Grapes are coming off the vines, but this time it’s by growers and not because of a weather anomaly. ( photo)

LEELANAU COUNTY, Mi. (WPBN/WGTU) - Grapes are coming off the vines, but this time it’s by growers and not because of a weather anomaly.

Warm summer temperatures helped ripen wine grapes in northern Michigan, and now many growers in Leelanau County are looking forward to a good crop as they start to harvest their grapes.

"From what I've heard everybody’s really happy with their crop so far this year,” said Paula Ciccone, Wine Production Manager at Ciccone Vineyard and Winery. “We've had two years, last year, like I said, we had nothing last year and the year before we had very little because we had the two polar vortex winters, and then this year they just kind of bounced back."

Workers at Ciccone Vineyards have been picking grapes since Monday.

Ciccone said they will likely be picking grapes for about a month.
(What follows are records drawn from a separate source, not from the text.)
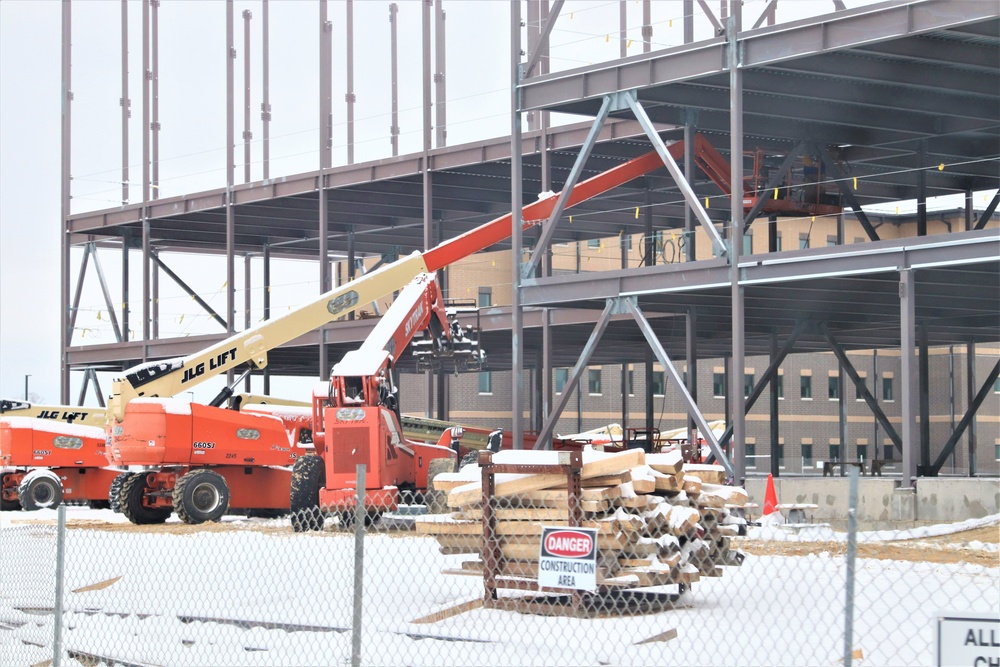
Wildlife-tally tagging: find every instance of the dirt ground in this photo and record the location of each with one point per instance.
(951, 548)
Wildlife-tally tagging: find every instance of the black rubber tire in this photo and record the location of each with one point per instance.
(40, 493)
(133, 490)
(115, 491)
(266, 513)
(8, 505)
(201, 495)
(308, 477)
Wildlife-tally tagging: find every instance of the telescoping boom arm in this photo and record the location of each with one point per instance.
(173, 376)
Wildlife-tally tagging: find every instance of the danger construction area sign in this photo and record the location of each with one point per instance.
(568, 558)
The time varies based on how many workers they have.

"This year it's huge so far,” said Ciccone. “We're just picking the Pinot Noir so far. It looks like it's going to be as big as our biggest year, which was 2012, but that's just the Pinot Noir."

Some growers are waiting for the grapes to get sweeter before picking them.
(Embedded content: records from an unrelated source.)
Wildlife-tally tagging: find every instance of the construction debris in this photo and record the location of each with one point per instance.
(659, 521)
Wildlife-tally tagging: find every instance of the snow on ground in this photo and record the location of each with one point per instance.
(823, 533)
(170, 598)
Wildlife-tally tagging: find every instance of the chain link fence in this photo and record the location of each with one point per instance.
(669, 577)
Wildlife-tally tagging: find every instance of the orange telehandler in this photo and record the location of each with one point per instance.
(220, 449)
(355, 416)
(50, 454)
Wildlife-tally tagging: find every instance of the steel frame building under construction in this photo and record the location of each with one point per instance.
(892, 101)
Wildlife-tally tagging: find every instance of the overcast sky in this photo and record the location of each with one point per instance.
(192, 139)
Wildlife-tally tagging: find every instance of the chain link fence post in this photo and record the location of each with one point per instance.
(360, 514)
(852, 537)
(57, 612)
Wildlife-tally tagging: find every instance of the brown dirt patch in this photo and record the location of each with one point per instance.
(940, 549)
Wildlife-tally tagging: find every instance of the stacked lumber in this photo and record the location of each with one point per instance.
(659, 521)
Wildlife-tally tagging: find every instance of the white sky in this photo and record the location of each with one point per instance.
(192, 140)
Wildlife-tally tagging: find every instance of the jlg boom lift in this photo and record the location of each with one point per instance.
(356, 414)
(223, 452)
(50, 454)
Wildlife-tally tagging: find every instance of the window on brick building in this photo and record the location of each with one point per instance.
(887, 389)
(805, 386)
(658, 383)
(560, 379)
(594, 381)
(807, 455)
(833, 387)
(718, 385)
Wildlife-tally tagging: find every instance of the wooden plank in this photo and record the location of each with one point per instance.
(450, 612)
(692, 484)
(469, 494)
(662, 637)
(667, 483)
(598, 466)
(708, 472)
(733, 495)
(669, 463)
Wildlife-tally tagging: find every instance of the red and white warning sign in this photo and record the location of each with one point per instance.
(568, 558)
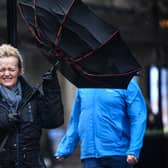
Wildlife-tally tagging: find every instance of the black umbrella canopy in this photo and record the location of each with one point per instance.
(94, 53)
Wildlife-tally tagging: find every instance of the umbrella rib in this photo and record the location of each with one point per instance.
(106, 75)
(64, 19)
(35, 18)
(91, 52)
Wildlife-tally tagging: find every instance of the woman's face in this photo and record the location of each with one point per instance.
(9, 71)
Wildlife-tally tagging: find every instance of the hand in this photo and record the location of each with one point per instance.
(51, 74)
(14, 117)
(131, 159)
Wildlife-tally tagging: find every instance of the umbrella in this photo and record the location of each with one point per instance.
(91, 52)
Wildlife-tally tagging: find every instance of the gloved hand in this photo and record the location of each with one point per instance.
(14, 117)
(51, 74)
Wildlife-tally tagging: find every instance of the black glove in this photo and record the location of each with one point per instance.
(51, 74)
(14, 118)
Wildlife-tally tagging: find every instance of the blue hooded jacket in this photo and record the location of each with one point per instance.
(107, 122)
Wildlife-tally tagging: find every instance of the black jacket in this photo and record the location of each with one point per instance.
(44, 110)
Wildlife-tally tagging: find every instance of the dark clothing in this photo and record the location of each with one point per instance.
(22, 149)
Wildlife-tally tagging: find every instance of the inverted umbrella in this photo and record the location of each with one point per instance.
(93, 53)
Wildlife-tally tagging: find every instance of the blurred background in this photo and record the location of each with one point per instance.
(144, 26)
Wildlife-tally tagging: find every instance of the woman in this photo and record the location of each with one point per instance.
(110, 125)
(22, 125)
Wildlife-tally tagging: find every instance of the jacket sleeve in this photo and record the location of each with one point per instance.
(70, 140)
(136, 109)
(50, 105)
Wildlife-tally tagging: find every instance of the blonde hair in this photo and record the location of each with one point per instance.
(7, 50)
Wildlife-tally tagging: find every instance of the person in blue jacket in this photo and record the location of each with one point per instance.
(110, 125)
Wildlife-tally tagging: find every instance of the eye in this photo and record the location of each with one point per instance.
(2, 70)
(12, 69)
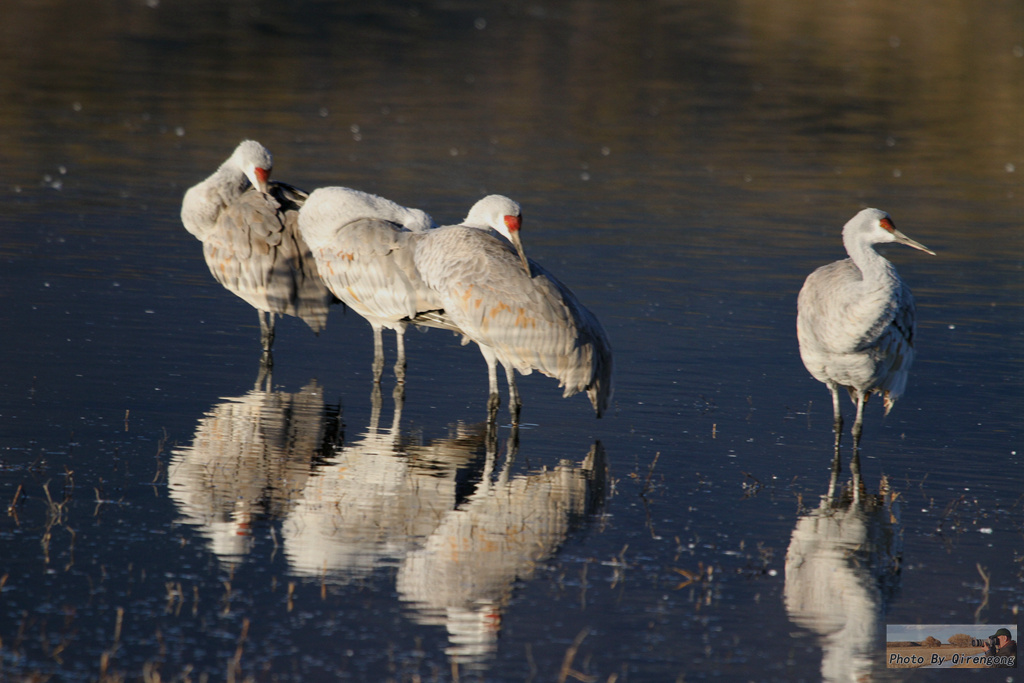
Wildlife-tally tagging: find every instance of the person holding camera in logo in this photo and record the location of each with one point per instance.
(1000, 645)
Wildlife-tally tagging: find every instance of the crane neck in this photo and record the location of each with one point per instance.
(875, 268)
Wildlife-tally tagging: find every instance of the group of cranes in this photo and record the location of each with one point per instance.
(290, 253)
(287, 252)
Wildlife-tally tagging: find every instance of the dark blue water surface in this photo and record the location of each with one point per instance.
(682, 166)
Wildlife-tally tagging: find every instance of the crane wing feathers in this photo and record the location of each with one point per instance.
(856, 334)
(529, 323)
(368, 265)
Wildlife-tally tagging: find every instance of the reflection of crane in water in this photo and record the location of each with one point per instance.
(250, 459)
(462, 577)
(364, 249)
(517, 312)
(855, 319)
(842, 570)
(249, 228)
(376, 497)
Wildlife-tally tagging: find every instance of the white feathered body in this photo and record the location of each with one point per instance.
(252, 245)
(530, 323)
(856, 332)
(363, 245)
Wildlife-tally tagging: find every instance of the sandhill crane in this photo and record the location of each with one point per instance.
(516, 311)
(855, 319)
(249, 228)
(364, 250)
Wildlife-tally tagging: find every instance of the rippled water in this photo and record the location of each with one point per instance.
(681, 166)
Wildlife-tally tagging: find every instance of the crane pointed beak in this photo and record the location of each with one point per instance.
(903, 240)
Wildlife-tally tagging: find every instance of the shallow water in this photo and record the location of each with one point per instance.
(681, 166)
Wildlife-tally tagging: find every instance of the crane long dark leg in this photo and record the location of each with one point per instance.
(378, 354)
(837, 468)
(266, 322)
(494, 398)
(837, 465)
(858, 426)
(837, 415)
(515, 403)
(399, 364)
(858, 423)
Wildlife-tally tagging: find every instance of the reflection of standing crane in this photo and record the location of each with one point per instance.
(249, 460)
(842, 571)
(363, 246)
(855, 319)
(462, 575)
(516, 311)
(249, 228)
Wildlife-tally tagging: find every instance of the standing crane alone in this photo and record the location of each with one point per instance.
(855, 319)
(249, 228)
(517, 312)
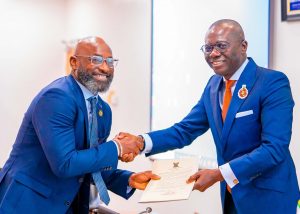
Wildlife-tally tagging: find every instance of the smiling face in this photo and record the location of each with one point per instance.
(95, 77)
(227, 61)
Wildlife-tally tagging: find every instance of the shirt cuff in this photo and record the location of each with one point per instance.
(117, 147)
(228, 175)
(148, 144)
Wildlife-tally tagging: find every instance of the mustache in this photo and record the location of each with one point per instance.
(95, 86)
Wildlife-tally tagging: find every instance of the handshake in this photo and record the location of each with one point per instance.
(129, 146)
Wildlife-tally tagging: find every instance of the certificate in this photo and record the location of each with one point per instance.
(172, 184)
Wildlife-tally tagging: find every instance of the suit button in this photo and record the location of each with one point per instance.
(67, 203)
(80, 180)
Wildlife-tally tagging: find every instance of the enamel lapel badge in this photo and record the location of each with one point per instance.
(243, 92)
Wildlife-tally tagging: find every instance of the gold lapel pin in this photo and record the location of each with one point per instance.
(243, 92)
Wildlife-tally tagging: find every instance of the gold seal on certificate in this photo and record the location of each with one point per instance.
(172, 184)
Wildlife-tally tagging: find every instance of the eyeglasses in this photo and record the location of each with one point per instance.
(221, 47)
(98, 60)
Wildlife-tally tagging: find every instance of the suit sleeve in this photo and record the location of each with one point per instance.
(276, 119)
(183, 133)
(54, 121)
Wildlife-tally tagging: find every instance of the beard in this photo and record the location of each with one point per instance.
(94, 86)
One way for that to happen is with warm temperatures and sunlight.

"Grapes are ready when they meet a certain brix, that would be sugar count, and the pH, and we do look at the acidity too,” said Creighton Gallagher, Owner of Rove Estate Vineyard. “Once our winemaker sees that they have met these requirements then we go ahead and start picking."

Growers are taking extra precautions to prevent damage to their grapes so they can have as big of a crop as possible.

“The nets mainly are for the birds. It keeps birds out. We also have a hawk call. It's a predator call that keeps the birds away,” said Gallagher.

Gallagher said he's hoping to start picking grapes in a few weeks.

He's would like to harvest at least 25 tons of grapes. There are 150-gallons of wine per ton.